#turtlefest The First Annual History Festival of Ireland
I love a good festival and I suspect that the use of the word to describe this undertaking was very deliberate on the part of Turtle Bunbury, the event’s organiser. Over the past weekend at Lisnavagh House in Co Carlow, over 200 people (my guesstimate – there were probably even more) gathered over what was a glorious weekend to indulge in their love of Irish history at the First Annual History Festival of Ireland. The weather, which looked ominous leading up to the weekend, cooperated majestically and we were blessed with some wonderful sun, warm temperatures and splendid surroundings. The two day festival featured panel talks, one-person shows, debates, discussions, and informal engagement throughout, all loosely surrounding some contentious and thought provoking topics. The list of speakers was extensive, and diverse all of whom showed great inspired dedication and delivered some wonderful and extremely creative presentations. I tweeted throughout the weekend and shared some pictures so I note the hashtag above which captures these.
The venue had concurrent sessions taking place in the stunning library inside the house and also in a marquee in the garden. There were a number of additional stalls offering a full bar, scrum my pies from the Pieminister (I love that), books from the Blessington Bookstore, Tea and biscuits from the family Bunbury and the ticket booth ably and stalwartly managed by Natasha Martin and Louise Kennedy who I have the pleasure of knowing from the MA in Digital Humanities at An Foras Feasa.
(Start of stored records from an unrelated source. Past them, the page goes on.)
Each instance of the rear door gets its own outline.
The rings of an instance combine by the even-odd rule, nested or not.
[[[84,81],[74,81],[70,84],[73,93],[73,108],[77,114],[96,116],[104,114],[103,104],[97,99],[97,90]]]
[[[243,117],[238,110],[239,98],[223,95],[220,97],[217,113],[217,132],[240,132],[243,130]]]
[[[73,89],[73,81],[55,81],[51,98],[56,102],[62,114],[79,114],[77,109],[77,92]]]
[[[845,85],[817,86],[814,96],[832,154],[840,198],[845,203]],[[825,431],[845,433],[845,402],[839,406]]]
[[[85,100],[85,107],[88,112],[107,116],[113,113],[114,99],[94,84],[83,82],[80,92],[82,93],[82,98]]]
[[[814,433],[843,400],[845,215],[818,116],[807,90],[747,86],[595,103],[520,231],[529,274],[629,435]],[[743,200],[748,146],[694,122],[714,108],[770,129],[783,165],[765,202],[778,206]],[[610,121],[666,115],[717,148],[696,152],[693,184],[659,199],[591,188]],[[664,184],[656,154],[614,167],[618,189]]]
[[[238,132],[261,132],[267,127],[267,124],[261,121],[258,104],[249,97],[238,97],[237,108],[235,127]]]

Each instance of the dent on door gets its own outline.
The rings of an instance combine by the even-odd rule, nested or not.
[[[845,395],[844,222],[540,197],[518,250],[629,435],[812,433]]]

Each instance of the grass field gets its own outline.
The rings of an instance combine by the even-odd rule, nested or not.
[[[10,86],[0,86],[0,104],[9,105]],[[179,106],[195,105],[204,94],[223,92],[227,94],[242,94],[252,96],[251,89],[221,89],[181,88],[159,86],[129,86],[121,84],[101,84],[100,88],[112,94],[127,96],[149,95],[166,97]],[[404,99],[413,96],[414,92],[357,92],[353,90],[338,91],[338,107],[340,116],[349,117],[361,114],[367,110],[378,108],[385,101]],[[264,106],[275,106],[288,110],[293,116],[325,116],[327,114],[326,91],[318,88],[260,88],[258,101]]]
The full programme and speaker list is available at the History Festival website noted above. I would however cite the great ignite-type presentations first on the virtuous villains (none seemingly virtuous other than Lord Castlereagh who clearly earned the audience’s admiration) and the unsung heroines series which were a particular treat – all speakers to be highly commended. I attended the bulk of the talks in the house and found the banter between Micheál O’Siochrú and Patrick Geoghan and Kevin Myers around the British Empire quite entertaining. All speakers separately reminding us that the other was not answering the question asked (Could the British Empire Have Existed Without the Irish?) and then each repeatedly deciding to answer their own question. This of course made for a wide ranging, entertaining, and thoughtful debate. The bottom-line that I took away was that of course the empire (for Micheal – which Empire?) – in this all agreed, but that the presence of the Irish throughout the empire probably and certainly contributed heartily to its downfall.
The championing of various villains worked very well and the decision to employ a Roman-style thumbs up thumbs down voting mechanism following each was great audience participation. On a go forward basis, I think the format really suited and if the speakers were all told they were the champion and to dig deep to find the virtues, the competitive area could be quite engaging. This format really suits something such as a ‘festival’ where we are able to make light of history and shed some of the pedantic aspects that sometimes can overtake stodgy conferences. This was a remark that was overheard much this weekend and bodes well. The festival note really struck a good chord ;-)
My first day ended with Paddy Cullivan‘s highly entertaining and hugely appreciated ‘Alternative History of Ireland’ in which he presented a rich multimedia tapestry of images, song and discussion that took a scathing and self-deprecating look at the foibles of a nation over the ages. What a treat!
We managed to get back to Lisnavagh for the second day and the kick-off panel ‘This weeks’ Eucharistic Congress is a sell out – but what has the Catholic Church actually done for us?’ promised to be a rather raucous session. It appeared a little lopsided with Ruth Dudley Edwards and Kevin Myers featured as the main con versants. As it was the self-declared religion friendly atheists were balanced very ably by Maurice Walsh. The first two suspects reprised their roles for a later discussion exploring the fates of members of the Irish Army that left Ireland to fight for the British during the Second World War.
The following stand-up for the Unsung Heroines of Ireland was a sell out and the audience was treated to a lovely vignetted series of talks on a diverse group of fascinating lifestories.
I was able to jump back and forth between the library sessions mentioned above and the events in the marquee. The entire weekend was a wonderful success and I hope that the organisers found it so as well and that we can enjoy a Second Annual History Festival of Ireland next year. After the challenging presentation on the role of the catholic church in Ireland I was very much struck that ‘Father Ted’ has become rather embedded in discourse and it would be fun to explore ‘What Father Ted did for the practice of Catholicism in ireland’.